Risk Update For March 15, 2023

What a week it has been! A lot of folks have been on edge due to ongoing macro factors, and how this has impacted Circle USDC’s solvency. We’ll briefly touch upon these events on this risk update, but look for a post-mortem to be published later in the week detailing these events and how they impacted MAI’s peg. With that said, MAI remains overcollateralized, and peg was quickly restored.

Tik, tok. Next block.

Collateralization Metrics

With the latest update to the site (more below under Website Updates), we now have a simple way to track TVL and collateralization metrics. Here’s what it looks like.

Vault debt remains in high demand on Polygon, accounting for roughly 50% of all outstanding debt. Fantom saw a big drop in debt from 20.5% to 13.7%. Interest in MAI on Optimism continues to grow jumping from 8.1% last month to 14.7% this month, with Ethereum debt continuing steady growth from 9.4% to 10.2%, and finally Arbitrum seeing a large increase in debt from roughly 1.5% in February to 4.9% this month. What’s driving these changes?

For one, the situation with Circle caused huge market downturn which lead to high debt repayments. As Ben stated on Twitter, “5M in repayments on @QiDaoProtocol, with liquidations working as expected >95% of repayments came from vaults that are not as profitable to QiDao as V2 vaults.”

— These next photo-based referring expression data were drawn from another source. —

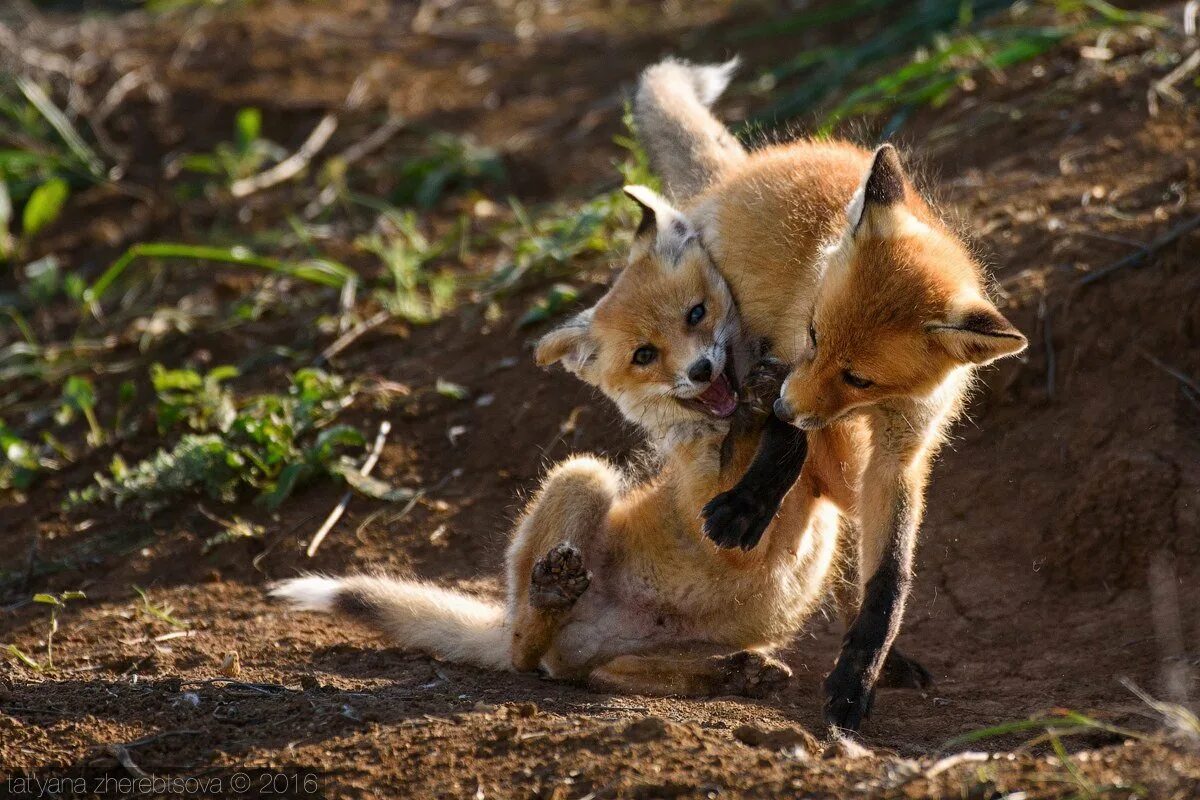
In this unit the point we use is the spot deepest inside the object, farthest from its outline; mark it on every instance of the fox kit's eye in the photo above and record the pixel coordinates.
(645, 354)
(857, 382)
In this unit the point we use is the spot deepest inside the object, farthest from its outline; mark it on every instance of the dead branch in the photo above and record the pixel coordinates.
(340, 509)
(1137, 258)
(293, 164)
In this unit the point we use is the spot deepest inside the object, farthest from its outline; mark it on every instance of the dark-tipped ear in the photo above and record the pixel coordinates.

The increased focus on V2 vaults continues to drive growth on layer 2’s, as is evident by the numbers presented above. Growth on Optimism is driven by the wstEth and Curve stETH/ETH vaults which not only provide ever growing collateral (thereby lowering the cost of debt to the user over time), but provides the protocol with new revenue opportunities through, for example, adjustable performance fees. Growth on Arbitrum is being driven by the recently launched gDAI vault. The risk committee has placed a tentive debt cap of 8% on gDAI vaults to ensure that C rated collaterals continue to abide by our rule of less than 20% of MAI backing by these types of collateral.

Tik, tok. Next block.

Let’s Talk About The D Word

The biggest news of the week is no doubt the depegging of Circle’s USDC from the US dollar. We will go into detail on this in an update in a few days, but this risk update would not be complete with at least a brief recap of the events that unfolded.

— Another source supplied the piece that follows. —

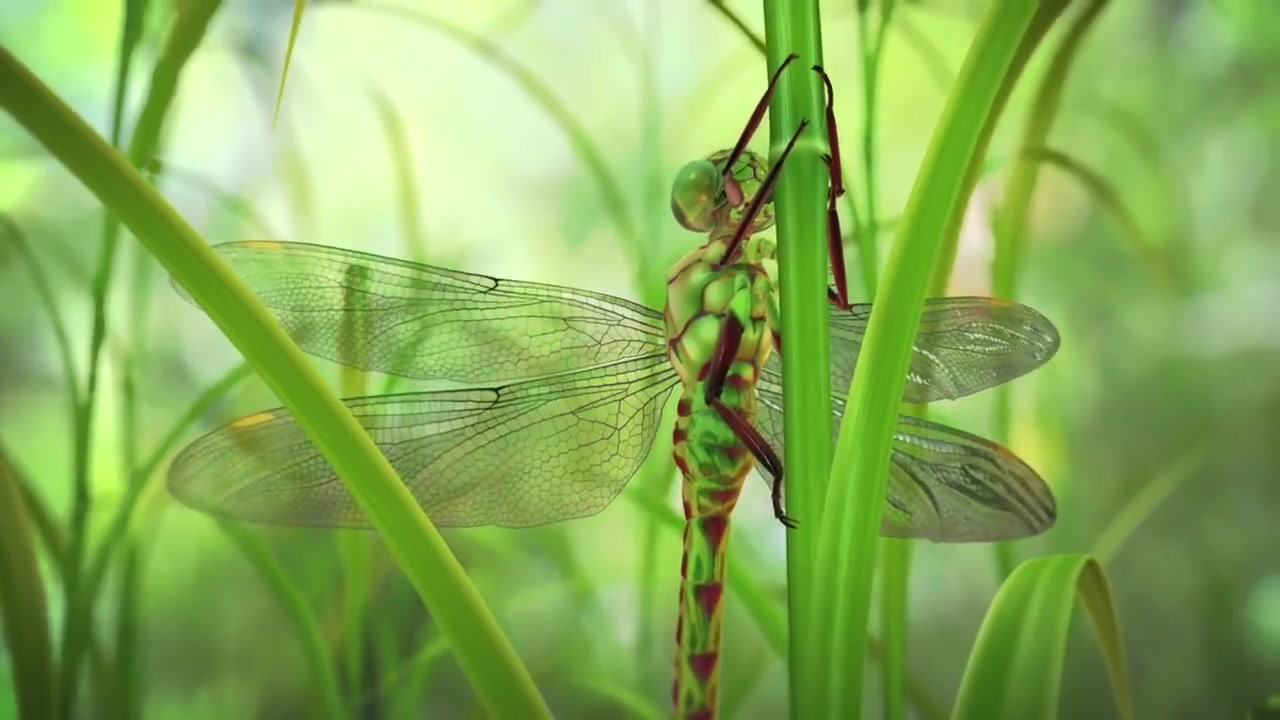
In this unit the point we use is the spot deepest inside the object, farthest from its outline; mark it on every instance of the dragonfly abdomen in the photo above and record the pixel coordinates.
(698, 630)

Four days ago, it became apparent that Silicon Valley Bank had become insolvent, leading to a bank run. Silicon Valley Bank was one of six banking partners used by Circle to hold USDC cash reserves, and the company held $3.3B of its reserves there (7.6% of total cash reserves of $43B). This lead to crypto Twitter going into a frenzy over whether Circle USDC had become undercollateralized. As a result, people began selling off their USDC for seemingly “safer” stablecoin options such as USDT (Tether) which in turn caused Tether’s peg to go over $1. USDC’s peg dropped as low as $0.82 as a result before recouping back up to roughly $0.94.

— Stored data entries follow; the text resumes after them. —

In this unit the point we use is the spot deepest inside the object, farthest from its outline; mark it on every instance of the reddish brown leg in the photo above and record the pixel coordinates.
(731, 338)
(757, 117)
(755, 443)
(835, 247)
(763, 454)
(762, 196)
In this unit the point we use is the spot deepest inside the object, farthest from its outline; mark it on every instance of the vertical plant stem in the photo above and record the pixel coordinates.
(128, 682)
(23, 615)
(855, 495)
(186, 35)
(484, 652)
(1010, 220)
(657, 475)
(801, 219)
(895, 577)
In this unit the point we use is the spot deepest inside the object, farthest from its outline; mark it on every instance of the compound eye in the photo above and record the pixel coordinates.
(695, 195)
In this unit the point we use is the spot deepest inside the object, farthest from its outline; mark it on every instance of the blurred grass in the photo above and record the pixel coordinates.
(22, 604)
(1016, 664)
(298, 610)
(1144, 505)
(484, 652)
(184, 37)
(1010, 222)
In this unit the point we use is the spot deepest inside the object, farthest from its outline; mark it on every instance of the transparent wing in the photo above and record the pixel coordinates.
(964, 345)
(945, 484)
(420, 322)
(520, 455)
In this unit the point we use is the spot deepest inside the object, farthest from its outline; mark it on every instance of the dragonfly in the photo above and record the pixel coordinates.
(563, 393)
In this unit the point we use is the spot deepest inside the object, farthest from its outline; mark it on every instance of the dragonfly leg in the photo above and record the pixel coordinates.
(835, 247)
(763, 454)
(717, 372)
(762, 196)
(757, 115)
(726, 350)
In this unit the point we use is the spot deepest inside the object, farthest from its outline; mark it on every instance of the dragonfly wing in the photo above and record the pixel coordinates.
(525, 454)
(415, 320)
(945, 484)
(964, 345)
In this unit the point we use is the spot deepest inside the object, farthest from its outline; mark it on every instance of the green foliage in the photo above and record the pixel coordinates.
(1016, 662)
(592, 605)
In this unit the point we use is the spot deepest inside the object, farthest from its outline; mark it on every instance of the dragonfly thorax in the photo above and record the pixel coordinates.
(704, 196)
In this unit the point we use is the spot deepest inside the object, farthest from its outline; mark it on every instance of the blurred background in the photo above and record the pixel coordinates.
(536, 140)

The problem is that USDC never actually depegged from the dollar. Circle always redeems USDC 1:1 for USD. In fact, the majority of Circle backing, a bit over 74% in fact, is not backed by cash reserves but by short dated US treasuries. For full information on USDC’s backing, see Circle’s Transparency & Stability report available on their website. If we look at the price where USDC’s peg restabilized before moving back up to peg with the March 12 news, USDC’s peg traded at roughly 7% of 1:1 — roughly the same number of reserves in question.

By March 12, it became apparently that Circle had already initiated a funds transfer out of Silicon Valley Bank on Thursday, March 9 to other partner institutions such as BNY Mellon. Once this news was released publicly, along with the “definitely not a bailout” of banking institutions by the US government, USDC’s price began its march back up to peg.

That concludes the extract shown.